Today, our financial data is scattered across lots of banks, apps, and platforms – keeping track of it all can be tough. Account aggregators help by bringing information from different places together, so users can see everything in one place and stay in control of their data. This idea represents a real shift in finance – moving away from closed-off systems towards a more open, user-focused world that encourages transparency, connection, and digital independence.
Account aggregator – a definition
An account aggregator acts as a digital link between banks, insurers, and other financial service providers. It enables financial data to be shared securely and in compliance with regulations – always with the customer’s permission and on their behalf. This makes it possible to bring together information from different sources, such as bank accounts, loans, or insurance policies, and share it purposefully, for example, to speed up a loan application. Importantly, the account aggregator does not store any financial data itself but simply ensures its safe transfer between parties.
How an account aggregator works
- The customer gives their consent: The process always begins with the user explicitly agreeing to share their data using a dashboard.
- Next, the data is brought together: The account aggregator collects the required financial information from different financial institutions, such as banks, insurers, or investment firms.
- The data is then passed on: The collected data is encrypted and securely sent to the company that has requested it, such as a bank reviewing a loan application.
- The aggregator stays out of the way: The account aggregator only transfers the data and doesn’t store it. It acts as a safe, digital “channel”.
- Customer control: The user decides which data they share and with whom, and always stays in control.
Core functions of an account aggregator
- Consolidated overview: Instead of having to log in to several banks and financial service providers separately, users receive a unified, up-to-date view of their entire financial situation.
- Data exchange: The account aggregator acts as a secure broker for exchanging data between financial institutions (called Financial Information Providers, or FIPs) and those who use the financial information (FIUs), such as banks issuing loans.
- User consent: Data is only brought together with the customer’s explicit agreement. The user always has control over which data is shared and with whom.
- Security and data protection: The aggregator usually does not store sensitive customer data. Information is encrypted and securely transferred from one provider to another, without the aggregator seeing it.
- Use of Open Banking: Many aggregators use the “Open Banking” principle. This means financial institutions have to share customer data over secure APIs when the user wishes.
Benefits of account aggregators
- Simplified documentation: Customers no longer need to collect and submit countless physical documents.
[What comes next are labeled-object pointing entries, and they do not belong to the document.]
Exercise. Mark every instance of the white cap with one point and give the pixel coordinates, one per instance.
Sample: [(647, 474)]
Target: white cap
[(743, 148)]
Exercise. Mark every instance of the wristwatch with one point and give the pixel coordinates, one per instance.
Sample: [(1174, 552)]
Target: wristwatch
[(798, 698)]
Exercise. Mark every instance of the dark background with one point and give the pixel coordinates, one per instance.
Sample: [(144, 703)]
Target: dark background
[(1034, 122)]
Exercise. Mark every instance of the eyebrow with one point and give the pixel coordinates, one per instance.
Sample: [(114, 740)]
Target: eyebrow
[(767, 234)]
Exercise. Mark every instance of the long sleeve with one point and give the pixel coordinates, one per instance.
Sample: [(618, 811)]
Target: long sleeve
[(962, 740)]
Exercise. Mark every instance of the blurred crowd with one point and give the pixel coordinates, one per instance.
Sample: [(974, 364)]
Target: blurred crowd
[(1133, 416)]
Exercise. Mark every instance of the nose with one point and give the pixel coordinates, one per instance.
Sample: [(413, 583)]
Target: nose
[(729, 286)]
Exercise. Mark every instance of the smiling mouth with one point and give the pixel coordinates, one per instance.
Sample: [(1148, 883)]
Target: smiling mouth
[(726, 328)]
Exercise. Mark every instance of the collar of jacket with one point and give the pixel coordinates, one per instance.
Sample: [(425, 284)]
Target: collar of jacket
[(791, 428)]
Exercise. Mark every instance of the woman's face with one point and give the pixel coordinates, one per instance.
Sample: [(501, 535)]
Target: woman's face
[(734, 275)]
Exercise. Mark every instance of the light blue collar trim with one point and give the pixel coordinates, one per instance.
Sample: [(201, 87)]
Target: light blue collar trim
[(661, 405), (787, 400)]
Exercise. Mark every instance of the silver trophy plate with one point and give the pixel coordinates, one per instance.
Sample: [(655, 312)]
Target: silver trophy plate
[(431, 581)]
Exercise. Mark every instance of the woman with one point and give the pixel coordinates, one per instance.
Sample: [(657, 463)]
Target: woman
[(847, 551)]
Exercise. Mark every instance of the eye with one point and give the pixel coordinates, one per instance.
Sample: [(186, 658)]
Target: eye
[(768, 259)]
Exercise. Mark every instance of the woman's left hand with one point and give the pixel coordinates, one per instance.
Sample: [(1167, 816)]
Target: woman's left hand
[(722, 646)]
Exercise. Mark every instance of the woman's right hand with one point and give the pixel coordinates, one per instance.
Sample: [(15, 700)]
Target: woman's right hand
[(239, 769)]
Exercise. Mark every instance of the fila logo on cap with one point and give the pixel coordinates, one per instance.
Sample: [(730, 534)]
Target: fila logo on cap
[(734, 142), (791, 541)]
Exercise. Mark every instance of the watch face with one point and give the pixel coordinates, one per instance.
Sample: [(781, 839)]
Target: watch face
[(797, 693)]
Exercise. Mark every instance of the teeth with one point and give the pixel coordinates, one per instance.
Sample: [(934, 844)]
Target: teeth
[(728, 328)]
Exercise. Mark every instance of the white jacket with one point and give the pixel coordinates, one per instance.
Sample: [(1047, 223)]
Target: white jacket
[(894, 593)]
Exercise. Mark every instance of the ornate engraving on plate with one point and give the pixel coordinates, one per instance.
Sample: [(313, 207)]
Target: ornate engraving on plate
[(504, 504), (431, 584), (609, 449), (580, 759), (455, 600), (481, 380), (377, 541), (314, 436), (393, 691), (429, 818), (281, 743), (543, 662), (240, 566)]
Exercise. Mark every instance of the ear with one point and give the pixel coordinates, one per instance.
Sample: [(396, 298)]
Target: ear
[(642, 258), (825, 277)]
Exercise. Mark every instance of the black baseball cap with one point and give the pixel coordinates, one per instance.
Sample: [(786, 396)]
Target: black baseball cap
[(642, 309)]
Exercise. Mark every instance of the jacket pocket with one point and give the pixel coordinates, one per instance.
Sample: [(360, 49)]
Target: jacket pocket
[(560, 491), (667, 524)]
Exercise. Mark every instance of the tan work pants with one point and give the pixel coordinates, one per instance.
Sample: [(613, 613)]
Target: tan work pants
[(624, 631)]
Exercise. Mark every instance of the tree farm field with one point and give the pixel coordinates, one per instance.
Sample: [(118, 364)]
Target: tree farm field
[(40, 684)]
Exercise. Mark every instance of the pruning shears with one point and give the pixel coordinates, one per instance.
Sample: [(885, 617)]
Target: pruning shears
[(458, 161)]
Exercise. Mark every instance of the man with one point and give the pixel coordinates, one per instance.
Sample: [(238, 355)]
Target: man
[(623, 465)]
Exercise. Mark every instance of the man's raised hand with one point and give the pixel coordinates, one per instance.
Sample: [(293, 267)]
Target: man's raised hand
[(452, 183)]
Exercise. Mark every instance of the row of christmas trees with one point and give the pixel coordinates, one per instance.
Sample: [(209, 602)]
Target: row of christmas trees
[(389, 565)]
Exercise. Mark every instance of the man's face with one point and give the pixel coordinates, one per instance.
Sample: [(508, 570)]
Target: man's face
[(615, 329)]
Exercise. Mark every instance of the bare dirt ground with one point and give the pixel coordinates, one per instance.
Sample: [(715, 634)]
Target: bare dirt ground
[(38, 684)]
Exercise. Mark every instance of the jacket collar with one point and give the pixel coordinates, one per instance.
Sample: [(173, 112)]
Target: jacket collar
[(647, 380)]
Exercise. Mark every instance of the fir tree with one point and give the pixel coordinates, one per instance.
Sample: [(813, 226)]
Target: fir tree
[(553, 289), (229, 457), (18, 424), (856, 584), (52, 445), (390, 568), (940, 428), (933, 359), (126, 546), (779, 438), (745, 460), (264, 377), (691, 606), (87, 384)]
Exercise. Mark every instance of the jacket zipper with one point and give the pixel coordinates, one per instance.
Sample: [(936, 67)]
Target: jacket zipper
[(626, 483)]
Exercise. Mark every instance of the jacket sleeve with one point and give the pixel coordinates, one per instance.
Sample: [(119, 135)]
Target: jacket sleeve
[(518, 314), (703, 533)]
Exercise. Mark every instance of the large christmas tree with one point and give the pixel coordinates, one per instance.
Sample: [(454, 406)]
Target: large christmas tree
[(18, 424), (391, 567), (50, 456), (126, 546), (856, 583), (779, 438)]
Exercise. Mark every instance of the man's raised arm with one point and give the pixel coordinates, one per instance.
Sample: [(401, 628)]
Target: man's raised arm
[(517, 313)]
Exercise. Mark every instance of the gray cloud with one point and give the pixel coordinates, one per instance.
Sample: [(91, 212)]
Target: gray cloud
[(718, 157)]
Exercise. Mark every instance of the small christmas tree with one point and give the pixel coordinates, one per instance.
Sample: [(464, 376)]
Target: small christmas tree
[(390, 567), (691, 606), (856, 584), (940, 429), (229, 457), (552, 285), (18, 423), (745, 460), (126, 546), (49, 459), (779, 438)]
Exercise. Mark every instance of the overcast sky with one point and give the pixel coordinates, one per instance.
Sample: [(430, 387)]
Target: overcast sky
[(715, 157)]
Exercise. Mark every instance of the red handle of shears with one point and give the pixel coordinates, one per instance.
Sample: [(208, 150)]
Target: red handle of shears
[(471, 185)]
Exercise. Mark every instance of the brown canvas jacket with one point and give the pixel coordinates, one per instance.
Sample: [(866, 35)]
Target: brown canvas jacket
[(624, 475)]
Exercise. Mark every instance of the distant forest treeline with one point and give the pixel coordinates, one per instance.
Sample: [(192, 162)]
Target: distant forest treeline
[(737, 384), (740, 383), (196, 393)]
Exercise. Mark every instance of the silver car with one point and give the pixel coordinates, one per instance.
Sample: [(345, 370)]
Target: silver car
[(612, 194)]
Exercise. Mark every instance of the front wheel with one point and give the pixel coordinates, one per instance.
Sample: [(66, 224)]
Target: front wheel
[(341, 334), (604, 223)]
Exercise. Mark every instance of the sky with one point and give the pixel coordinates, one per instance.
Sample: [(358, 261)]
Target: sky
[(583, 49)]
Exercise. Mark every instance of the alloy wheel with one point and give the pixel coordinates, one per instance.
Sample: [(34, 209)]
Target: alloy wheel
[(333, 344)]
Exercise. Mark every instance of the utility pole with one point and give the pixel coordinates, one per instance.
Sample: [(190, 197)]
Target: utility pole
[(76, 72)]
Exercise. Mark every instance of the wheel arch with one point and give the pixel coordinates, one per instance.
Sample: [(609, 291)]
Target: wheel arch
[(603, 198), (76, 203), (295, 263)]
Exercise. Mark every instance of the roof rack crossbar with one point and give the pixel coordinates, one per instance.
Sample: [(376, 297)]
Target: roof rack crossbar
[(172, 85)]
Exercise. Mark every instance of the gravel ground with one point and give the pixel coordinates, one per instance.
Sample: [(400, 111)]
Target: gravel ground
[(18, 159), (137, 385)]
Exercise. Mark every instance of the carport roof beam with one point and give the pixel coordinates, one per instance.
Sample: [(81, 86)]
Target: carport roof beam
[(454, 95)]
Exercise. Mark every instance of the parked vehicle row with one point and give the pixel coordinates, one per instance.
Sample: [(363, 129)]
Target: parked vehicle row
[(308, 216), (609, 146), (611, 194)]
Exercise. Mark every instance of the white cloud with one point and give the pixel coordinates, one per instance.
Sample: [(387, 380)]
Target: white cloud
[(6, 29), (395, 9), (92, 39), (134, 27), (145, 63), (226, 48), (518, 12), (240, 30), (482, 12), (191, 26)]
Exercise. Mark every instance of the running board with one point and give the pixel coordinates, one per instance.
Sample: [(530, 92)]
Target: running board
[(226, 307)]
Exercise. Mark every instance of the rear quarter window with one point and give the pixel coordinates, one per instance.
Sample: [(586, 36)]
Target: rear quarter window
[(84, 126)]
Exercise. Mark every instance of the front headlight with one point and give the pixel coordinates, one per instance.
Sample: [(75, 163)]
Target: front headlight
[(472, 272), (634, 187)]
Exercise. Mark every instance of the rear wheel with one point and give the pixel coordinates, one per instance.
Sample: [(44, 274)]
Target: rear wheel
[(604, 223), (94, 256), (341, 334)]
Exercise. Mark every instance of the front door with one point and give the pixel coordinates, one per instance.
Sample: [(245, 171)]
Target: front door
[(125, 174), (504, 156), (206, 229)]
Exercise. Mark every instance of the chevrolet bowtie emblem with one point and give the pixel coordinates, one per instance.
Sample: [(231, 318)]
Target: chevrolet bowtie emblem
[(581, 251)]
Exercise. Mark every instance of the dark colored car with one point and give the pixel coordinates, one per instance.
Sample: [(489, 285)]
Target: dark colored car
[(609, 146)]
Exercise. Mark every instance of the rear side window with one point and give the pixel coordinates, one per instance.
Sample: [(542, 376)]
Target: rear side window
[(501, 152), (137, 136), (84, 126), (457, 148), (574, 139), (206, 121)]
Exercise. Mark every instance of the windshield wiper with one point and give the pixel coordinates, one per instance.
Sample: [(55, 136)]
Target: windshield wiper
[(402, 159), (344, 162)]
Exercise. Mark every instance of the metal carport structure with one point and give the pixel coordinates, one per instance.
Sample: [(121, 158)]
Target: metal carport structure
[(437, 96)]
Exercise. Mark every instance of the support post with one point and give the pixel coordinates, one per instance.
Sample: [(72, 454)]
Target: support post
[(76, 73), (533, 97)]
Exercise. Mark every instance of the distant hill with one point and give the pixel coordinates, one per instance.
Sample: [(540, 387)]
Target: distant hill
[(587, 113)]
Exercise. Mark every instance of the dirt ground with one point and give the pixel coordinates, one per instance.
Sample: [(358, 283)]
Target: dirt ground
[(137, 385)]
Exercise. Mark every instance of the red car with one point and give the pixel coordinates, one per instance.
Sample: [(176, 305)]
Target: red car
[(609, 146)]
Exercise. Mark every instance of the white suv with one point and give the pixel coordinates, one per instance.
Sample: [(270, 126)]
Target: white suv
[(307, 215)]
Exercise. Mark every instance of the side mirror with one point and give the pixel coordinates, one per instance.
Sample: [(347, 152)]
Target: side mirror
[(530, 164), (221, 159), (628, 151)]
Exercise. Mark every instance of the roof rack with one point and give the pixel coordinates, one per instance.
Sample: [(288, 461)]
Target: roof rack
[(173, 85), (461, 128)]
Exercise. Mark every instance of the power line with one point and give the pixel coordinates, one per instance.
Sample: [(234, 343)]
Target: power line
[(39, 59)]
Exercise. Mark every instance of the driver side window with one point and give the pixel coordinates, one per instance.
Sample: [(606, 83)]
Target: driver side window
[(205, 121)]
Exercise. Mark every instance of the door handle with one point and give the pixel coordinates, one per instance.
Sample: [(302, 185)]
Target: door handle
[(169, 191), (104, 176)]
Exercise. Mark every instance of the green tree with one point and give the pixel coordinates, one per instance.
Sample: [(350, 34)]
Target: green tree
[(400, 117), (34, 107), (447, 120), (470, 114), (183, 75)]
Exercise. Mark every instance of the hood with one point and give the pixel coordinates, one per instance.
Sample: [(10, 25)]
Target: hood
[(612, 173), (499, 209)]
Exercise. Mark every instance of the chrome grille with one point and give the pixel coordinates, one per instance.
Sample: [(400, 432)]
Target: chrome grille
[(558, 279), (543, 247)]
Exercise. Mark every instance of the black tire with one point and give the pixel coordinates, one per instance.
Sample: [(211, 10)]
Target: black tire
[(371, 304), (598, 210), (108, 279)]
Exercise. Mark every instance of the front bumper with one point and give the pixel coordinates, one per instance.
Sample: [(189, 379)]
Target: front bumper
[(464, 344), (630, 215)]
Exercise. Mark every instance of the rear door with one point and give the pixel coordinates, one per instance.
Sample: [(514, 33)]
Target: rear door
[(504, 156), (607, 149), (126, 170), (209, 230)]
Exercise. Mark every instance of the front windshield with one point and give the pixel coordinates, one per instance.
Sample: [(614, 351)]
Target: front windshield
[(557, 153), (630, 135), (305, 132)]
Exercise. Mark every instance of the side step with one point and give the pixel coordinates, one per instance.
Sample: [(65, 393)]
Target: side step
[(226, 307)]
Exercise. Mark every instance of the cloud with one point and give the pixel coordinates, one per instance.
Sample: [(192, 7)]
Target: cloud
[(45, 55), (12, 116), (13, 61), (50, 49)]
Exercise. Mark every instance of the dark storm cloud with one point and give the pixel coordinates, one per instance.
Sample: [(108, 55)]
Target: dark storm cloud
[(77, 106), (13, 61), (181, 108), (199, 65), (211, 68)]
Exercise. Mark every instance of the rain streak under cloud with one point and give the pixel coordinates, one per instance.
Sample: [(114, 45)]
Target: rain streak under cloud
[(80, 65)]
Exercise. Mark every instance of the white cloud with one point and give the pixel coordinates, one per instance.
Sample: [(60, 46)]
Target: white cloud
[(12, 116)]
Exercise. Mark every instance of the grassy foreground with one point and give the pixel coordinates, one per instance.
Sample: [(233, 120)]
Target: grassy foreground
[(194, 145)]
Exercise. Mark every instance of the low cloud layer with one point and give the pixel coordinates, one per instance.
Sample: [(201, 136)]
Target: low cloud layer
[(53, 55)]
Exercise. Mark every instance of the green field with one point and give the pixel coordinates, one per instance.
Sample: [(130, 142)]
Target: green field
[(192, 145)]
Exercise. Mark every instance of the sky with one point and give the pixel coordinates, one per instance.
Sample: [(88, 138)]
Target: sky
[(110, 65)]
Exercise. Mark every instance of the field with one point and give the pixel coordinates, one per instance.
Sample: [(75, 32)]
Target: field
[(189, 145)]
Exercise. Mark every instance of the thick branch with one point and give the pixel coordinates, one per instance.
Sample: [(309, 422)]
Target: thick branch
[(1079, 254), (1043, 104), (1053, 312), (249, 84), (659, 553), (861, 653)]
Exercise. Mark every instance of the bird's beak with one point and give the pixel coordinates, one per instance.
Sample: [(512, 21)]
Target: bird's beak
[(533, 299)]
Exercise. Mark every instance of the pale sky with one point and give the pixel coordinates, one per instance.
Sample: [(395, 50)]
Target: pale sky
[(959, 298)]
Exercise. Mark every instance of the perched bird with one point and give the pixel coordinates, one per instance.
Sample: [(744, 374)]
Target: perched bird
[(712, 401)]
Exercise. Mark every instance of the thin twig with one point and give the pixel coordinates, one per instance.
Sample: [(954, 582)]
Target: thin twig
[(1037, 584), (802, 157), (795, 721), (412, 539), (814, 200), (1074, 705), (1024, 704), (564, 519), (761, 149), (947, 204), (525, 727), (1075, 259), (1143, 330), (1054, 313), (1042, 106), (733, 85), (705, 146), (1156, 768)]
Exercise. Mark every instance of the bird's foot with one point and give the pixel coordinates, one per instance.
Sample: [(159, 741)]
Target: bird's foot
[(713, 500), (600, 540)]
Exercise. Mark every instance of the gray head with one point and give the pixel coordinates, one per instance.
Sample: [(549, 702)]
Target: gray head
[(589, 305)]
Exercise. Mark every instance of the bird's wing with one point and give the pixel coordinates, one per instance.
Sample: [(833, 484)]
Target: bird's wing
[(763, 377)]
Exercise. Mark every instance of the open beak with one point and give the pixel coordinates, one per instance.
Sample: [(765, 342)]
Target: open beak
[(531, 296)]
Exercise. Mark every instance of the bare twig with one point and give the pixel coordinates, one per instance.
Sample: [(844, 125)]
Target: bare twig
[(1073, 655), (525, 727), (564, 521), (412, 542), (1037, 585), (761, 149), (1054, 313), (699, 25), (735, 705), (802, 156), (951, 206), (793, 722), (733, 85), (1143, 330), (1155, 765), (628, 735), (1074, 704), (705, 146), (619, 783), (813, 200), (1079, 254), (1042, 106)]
- Faster processing: Financial institutions can access real-time data, which speeds up application reviews.
- Secure data exchange: The entire process happens digitally and securely, with encrypted data, reducing the risk of data leaks.
- Better overview: Customers can get a comprehensive view of all their finances in one place.
Position in the financial world
Account aggregators play an important role in modern financial technology. They are key to developing new services and make it easier for people to keep control of their financial data and benefit from innovative offerings. In many countries, account aggregators are regulated by the government to make sure consumer data is properly protected.